Development and application of RCs
FOV-based sTIL analysis by the AI algorithm was used to create the RCs which were designed to assist in precisely scoring newly observed samples. According to the recommendations of the ITWG, we developed RCs consisting of a series of images depicting nine distinct densities of sTILs at 5%, 10%, 15%, 20%, 30%, 40%, 50%, 60%, and 70%, respectively. Each density was with an H&E-stained FOV alongside its annotated image where color coding was used to highlight the scoring mononuclear inflammatory cells (MICs), stromal regions, and other regions, as illustrated in Supplementary Figure S2, available at https://doi.org/10.1016/j.esmoop.2025.105095. During RC-AS interpretation, each pathologist compared the observed sTIL patterns in the tissue sample with the reference images on the cards to provide an assisted final evaluation.
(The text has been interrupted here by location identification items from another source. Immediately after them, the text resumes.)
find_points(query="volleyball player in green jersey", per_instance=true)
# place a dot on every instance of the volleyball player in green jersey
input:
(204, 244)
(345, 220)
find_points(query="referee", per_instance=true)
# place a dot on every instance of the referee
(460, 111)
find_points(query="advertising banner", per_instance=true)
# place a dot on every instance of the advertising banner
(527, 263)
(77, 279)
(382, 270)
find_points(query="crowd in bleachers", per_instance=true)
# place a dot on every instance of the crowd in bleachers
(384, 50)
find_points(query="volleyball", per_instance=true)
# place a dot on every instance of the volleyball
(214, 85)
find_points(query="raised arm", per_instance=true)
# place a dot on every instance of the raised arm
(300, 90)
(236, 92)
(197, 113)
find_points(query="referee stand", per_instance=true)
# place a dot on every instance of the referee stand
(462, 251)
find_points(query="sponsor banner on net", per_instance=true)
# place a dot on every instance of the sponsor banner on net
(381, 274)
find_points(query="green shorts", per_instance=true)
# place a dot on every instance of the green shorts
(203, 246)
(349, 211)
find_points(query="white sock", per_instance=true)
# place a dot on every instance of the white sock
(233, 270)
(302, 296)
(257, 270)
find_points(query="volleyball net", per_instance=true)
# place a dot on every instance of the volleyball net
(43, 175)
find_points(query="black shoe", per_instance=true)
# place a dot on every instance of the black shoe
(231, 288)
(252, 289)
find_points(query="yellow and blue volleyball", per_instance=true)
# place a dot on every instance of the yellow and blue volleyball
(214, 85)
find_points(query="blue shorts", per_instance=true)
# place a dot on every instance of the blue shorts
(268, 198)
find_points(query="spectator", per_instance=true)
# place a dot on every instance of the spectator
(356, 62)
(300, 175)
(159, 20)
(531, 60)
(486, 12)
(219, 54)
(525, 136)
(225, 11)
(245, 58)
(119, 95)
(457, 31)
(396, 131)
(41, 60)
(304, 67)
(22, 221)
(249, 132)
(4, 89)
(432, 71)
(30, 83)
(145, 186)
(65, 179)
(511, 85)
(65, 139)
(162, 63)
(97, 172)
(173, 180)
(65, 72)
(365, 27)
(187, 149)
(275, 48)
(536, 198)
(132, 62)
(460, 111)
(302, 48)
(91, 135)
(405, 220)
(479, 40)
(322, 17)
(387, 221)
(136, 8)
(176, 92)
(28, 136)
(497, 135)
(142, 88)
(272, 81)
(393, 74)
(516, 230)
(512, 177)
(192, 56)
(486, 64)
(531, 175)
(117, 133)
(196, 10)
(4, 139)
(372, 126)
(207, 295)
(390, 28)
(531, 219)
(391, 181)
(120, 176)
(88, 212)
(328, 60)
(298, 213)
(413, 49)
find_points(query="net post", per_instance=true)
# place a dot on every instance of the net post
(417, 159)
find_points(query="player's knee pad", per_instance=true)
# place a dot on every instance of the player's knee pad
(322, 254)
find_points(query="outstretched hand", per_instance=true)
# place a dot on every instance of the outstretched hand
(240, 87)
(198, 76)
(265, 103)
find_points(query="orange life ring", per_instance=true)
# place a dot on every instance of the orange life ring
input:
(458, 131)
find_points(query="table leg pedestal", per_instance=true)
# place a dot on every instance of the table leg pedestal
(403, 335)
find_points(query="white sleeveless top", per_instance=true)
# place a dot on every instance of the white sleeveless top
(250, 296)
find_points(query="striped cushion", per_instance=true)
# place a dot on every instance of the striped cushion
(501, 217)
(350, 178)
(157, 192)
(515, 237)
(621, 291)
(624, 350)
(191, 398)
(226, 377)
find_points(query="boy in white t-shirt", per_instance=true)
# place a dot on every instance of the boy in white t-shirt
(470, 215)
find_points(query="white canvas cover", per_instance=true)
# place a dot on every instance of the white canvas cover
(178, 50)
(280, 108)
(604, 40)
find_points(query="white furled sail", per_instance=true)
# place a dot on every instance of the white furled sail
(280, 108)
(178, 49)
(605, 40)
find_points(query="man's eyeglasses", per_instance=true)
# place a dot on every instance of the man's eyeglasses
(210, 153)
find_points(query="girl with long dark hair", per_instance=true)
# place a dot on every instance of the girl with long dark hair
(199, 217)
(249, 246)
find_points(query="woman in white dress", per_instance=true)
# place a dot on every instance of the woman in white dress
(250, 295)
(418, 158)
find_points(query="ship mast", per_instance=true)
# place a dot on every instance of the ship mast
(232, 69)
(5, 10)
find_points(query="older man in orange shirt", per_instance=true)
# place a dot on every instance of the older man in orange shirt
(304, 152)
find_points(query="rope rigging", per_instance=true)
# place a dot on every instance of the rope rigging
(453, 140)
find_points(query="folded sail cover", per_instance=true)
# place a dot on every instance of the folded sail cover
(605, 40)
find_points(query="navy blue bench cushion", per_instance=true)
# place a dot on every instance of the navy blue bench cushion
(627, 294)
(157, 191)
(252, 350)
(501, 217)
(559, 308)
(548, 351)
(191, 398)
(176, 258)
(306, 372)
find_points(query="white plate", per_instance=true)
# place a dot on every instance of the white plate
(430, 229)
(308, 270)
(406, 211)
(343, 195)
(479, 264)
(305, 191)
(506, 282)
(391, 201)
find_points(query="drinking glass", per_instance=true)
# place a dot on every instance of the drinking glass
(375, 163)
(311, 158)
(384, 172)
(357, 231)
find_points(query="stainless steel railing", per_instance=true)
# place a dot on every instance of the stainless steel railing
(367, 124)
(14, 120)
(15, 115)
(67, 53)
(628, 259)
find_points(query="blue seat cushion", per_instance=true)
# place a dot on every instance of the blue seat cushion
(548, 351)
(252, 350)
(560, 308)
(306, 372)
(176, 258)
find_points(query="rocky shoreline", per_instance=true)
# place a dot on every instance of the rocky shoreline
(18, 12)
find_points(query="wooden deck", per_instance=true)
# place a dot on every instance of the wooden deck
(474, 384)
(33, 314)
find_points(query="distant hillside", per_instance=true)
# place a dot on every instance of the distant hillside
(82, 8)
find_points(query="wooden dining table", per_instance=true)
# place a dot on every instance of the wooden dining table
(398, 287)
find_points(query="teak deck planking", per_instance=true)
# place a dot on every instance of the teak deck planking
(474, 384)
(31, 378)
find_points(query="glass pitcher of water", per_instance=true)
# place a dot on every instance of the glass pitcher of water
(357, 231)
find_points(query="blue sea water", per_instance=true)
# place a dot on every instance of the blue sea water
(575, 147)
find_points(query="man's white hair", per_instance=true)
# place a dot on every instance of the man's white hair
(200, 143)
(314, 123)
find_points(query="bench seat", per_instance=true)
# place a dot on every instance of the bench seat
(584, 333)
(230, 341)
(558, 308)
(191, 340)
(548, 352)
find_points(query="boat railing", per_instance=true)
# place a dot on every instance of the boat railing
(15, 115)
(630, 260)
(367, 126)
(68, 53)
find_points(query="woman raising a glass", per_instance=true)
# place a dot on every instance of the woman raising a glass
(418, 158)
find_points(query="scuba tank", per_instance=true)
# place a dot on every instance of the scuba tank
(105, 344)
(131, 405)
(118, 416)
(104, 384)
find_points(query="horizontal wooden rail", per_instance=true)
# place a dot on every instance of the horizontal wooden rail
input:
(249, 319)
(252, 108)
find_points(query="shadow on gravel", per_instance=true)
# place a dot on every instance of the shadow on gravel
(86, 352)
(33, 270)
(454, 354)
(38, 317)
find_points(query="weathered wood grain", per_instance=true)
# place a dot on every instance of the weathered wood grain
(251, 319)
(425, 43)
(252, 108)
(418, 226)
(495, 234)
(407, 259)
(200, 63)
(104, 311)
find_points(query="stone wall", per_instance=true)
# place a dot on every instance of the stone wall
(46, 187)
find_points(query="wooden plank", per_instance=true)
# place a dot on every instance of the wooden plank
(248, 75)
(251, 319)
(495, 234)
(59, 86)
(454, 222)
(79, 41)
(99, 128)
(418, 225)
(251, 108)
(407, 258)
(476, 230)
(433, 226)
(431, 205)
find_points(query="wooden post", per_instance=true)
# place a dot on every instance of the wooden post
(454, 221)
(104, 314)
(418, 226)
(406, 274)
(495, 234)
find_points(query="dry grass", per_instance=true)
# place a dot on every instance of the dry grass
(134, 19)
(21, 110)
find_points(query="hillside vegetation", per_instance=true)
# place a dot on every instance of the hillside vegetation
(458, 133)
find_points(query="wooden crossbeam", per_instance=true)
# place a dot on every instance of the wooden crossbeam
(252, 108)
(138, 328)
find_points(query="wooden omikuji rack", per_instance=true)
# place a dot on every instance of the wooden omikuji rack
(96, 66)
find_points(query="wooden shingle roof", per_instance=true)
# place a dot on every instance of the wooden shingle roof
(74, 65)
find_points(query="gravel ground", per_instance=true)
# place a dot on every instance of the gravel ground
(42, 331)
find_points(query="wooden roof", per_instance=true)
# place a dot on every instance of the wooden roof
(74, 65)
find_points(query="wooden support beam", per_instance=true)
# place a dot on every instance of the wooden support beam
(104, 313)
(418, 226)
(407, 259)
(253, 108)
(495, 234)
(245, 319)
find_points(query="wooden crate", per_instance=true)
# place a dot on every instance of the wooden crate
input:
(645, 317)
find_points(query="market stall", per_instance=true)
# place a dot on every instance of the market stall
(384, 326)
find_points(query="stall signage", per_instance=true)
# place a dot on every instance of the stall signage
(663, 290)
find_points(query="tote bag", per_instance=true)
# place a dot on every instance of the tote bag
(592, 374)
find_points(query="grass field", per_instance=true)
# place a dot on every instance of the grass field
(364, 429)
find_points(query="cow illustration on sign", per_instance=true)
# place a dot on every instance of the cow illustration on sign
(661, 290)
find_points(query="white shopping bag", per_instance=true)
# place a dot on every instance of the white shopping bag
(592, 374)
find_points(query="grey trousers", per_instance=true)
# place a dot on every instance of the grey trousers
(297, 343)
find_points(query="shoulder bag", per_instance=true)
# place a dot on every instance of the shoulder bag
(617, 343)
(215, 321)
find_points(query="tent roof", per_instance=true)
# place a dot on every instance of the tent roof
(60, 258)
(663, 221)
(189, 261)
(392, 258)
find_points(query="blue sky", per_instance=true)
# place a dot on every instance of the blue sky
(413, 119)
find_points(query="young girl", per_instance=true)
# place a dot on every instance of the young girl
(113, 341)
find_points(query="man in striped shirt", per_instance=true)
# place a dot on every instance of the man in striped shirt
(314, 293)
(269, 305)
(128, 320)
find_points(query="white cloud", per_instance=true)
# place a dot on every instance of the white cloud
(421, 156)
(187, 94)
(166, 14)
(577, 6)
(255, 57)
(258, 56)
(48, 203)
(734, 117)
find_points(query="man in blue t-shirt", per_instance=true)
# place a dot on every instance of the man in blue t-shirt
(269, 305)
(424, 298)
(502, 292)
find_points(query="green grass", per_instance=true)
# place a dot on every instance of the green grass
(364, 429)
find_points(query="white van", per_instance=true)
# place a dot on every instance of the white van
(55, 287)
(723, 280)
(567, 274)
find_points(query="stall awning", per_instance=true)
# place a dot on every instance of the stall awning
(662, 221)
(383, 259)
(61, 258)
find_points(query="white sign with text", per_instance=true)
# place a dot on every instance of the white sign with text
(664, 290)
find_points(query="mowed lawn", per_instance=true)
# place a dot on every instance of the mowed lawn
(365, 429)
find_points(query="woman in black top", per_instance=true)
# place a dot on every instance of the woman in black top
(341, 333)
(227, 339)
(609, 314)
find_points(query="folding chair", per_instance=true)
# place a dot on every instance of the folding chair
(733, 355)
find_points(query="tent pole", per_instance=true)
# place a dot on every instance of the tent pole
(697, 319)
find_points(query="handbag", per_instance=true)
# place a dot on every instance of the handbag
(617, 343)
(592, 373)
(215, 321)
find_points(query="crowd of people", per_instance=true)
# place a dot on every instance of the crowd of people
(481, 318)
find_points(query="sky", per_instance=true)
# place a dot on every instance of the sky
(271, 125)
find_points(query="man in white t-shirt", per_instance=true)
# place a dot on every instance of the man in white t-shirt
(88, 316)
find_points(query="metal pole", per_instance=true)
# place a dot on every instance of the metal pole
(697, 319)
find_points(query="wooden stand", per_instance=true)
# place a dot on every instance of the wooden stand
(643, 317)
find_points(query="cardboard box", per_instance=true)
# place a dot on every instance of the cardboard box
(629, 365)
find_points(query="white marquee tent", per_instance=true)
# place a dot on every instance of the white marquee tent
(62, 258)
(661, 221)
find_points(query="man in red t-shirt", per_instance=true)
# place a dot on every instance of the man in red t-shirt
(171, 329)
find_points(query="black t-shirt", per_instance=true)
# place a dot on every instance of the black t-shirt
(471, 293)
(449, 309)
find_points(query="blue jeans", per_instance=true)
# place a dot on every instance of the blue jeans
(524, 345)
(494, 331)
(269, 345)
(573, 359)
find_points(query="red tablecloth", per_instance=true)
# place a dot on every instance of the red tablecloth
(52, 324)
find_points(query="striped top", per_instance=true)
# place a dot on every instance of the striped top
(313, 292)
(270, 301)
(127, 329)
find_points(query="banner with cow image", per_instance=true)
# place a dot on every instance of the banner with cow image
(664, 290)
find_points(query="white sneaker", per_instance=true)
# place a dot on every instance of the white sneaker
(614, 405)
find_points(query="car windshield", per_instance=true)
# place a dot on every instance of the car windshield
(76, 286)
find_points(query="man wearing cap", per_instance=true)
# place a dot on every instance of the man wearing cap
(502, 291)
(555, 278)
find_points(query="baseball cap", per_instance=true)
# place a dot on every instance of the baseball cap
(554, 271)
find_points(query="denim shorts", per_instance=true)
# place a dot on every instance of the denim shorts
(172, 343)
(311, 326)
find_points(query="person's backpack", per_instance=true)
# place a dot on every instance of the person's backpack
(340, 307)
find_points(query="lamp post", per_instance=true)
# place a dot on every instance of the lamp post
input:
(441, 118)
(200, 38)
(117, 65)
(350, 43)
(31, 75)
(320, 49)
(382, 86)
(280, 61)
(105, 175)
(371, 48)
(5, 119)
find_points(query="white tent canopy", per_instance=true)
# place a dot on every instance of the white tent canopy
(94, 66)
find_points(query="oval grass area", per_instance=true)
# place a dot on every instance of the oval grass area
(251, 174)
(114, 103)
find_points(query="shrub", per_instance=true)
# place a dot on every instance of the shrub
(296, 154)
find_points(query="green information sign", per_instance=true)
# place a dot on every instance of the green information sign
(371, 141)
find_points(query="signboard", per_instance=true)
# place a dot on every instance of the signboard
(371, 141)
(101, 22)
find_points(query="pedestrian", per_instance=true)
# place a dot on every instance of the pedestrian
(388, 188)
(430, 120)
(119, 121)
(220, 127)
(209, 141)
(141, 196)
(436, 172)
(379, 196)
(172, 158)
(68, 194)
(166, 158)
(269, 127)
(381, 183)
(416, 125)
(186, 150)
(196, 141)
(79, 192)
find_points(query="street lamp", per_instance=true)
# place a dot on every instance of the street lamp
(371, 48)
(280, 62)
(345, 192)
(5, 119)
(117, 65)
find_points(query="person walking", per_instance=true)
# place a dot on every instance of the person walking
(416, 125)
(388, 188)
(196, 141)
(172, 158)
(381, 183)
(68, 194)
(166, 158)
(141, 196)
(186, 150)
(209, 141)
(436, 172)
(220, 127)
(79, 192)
AI methods for sTIL quantitative analysis
According to the ITWG guidelines, we developed deep learning-based automatic sTIL interpretation algorithms for both image FOVs and whole-slide images (WSIs), named as the field of view (AI-F) method and whole-slide (AI-W) method, respectively. The AI-F method supported the sTIL assessment for RCs. It provided sTIL scores together with detailed cell- and region-level results, as demonstrated in Supplementary Figure S3, available at https://doi.org/10.1016/j.esmoop.2025.105095, to assist the pathologists during the RSs. The AI-W approach employed the AI-F method as a core building block to compute the slide-level sTIL score as illustrated in Figure 2. Full details on the AI algorithm, the dataset, and model training beyond the following information are presented in the Supplementary Material, available at https://doi.org/10.1016/j.esmoop.2025.105095.
Figure 2.
System diagram of the AI-W algorithm. The AI-F method was integrated as a building block to analyze all image FOVs in the WSI. The processing of FOVs with both high and low expressions of sTILs was exemplified, with intermediate cell-level and region-level results demonstrated in a pipeline. All of the mononuclear inflammatory cell (MIC)-occupied pixels in the WSI constituted the numerator of sTILs, while the total number of tumor-associated stroma pixels was the denominator. AI-F, artificial intelligence-field of view; AI-W, artificial intelligence; FOVs, fields of view; sTILs, stromal tumor-infiltrating lymphocytes; WSI, whole-slide image.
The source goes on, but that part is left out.